Sponsored by Rep. Ginny Klevorn (DFL-Plymouth), HF3217, as introduced, would protect data about individuals connected to farming or agriculture seeking mental or behavioral health assistance. It was passed 131-0 by the House March 31.
However, earlier Thursday, the Senate added an amendment to provide $1 million in funding to the Agriculture Department to address the avian influenza and the House acted swiftly to repass the amended bill 129-1. It now heads to Gov. Tim Walz.
“(It is) very important for us to address in a short-term way the highly pathogenic avian influenza outbreak that has come to our state,” Klevorn said.
The bill would help cover avian-influence related expenses until the Legislature reconvenes April 19 after its break.

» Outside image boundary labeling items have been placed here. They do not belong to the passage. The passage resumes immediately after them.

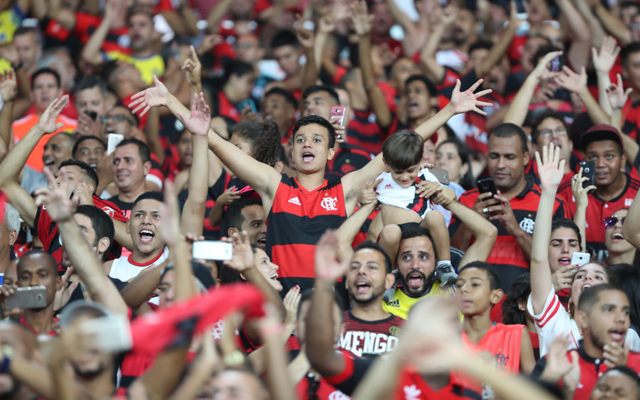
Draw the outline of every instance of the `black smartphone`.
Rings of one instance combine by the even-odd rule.
[[[96,118],[98,118],[98,113],[95,111],[84,110],[84,113],[87,114],[89,118],[91,118],[94,121],[96,120]]]
[[[595,161],[580,161],[580,168],[582,168],[582,177],[589,178],[588,181],[582,182],[582,188],[596,184],[596,162]],[[589,193],[593,193],[592,190]]]
[[[478,179],[478,192],[482,193],[491,193],[491,195],[495,195],[498,193],[498,189],[496,189],[496,184],[493,182],[491,178]]]

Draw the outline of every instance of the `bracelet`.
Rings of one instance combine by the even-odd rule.
[[[235,350],[224,356],[223,361],[227,367],[237,367],[244,364],[244,354],[240,350]]]

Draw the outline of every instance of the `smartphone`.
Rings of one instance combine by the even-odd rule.
[[[253,99],[242,100],[240,103],[238,103],[238,111],[242,112],[245,108],[247,108],[247,106],[251,108],[251,112],[258,112],[256,103],[253,101]]]
[[[47,306],[47,288],[29,286],[18,288],[13,296],[4,299],[7,310],[14,308],[45,308]]]
[[[498,193],[498,189],[496,189],[496,184],[493,182],[491,178],[478,179],[478,192],[482,193],[491,193],[491,195],[496,195]]]
[[[114,151],[116,151],[116,147],[118,144],[124,140],[124,135],[119,135],[117,133],[110,133],[109,139],[107,143],[107,155],[111,155]]]
[[[571,265],[577,265],[580,268],[587,264],[589,260],[591,260],[591,254],[574,251],[573,256],[571,256]]]
[[[329,113],[329,122],[334,118],[338,117],[340,120],[337,122],[338,125],[342,126],[344,124],[344,106],[334,106],[331,107],[331,112]]]
[[[513,0],[516,3],[516,15],[518,19],[527,19],[529,18],[529,14],[527,14],[527,8],[525,6],[525,0]]]
[[[582,168],[582,177],[589,178],[588,181],[582,182],[582,188],[595,185],[596,179],[596,162],[595,161],[580,161],[580,168]],[[592,190],[589,193],[593,193]]]
[[[551,72],[560,72],[562,71],[562,67],[564,66],[564,58],[562,54],[558,57],[551,60],[551,64],[549,65],[549,71]]]
[[[87,114],[89,118],[91,118],[94,121],[96,120],[96,118],[98,118],[98,113],[95,111],[84,110],[84,113]]]
[[[214,240],[193,242],[194,260],[231,260],[233,245]]]
[[[109,353],[131,349],[133,339],[126,315],[109,315],[80,323],[78,327],[92,346]]]
[[[443,185],[448,185],[449,183],[451,183],[451,181],[449,180],[449,173],[447,171],[443,169],[431,168],[429,172],[431,172],[433,176],[438,178],[438,182],[442,183]]]

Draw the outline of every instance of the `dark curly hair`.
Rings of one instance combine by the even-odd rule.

Rep. John Burkel (R-Badger), a former turkey farmer, said the money would give the state “a couple weeks” to work on the emerging issue. The funding would go toward testing material and equipment and help counties and local governments with workforce concerns.
“This virus is affecting, not only commercial turkey farms and layer facilities, but backyard flocks and upland game farms,” Burkel said. “The virus is different this time, and the need and urgency is greater, and it’s critical we get this done before we leave for Easter recess.”
The influenza poses little or no risk to humans. It has been found in flocks in 12 counties since March 25.
“HPAI is an urgent problem for poultry producers in Minnesota. This is certainly a challenge, but our state Agriculture Department, Board of Animal Health and others are well prepared to respond to the crisis,” Rep. Mike Sundin (DFL–Esko) said in a statement. He chairs the House Agriculture Finance and Policy Committee. “The investment we’re making today on a bipartisan basis will help keep our state’s poultry industry thriving and protect Minnesota turkeys from avian influenza.”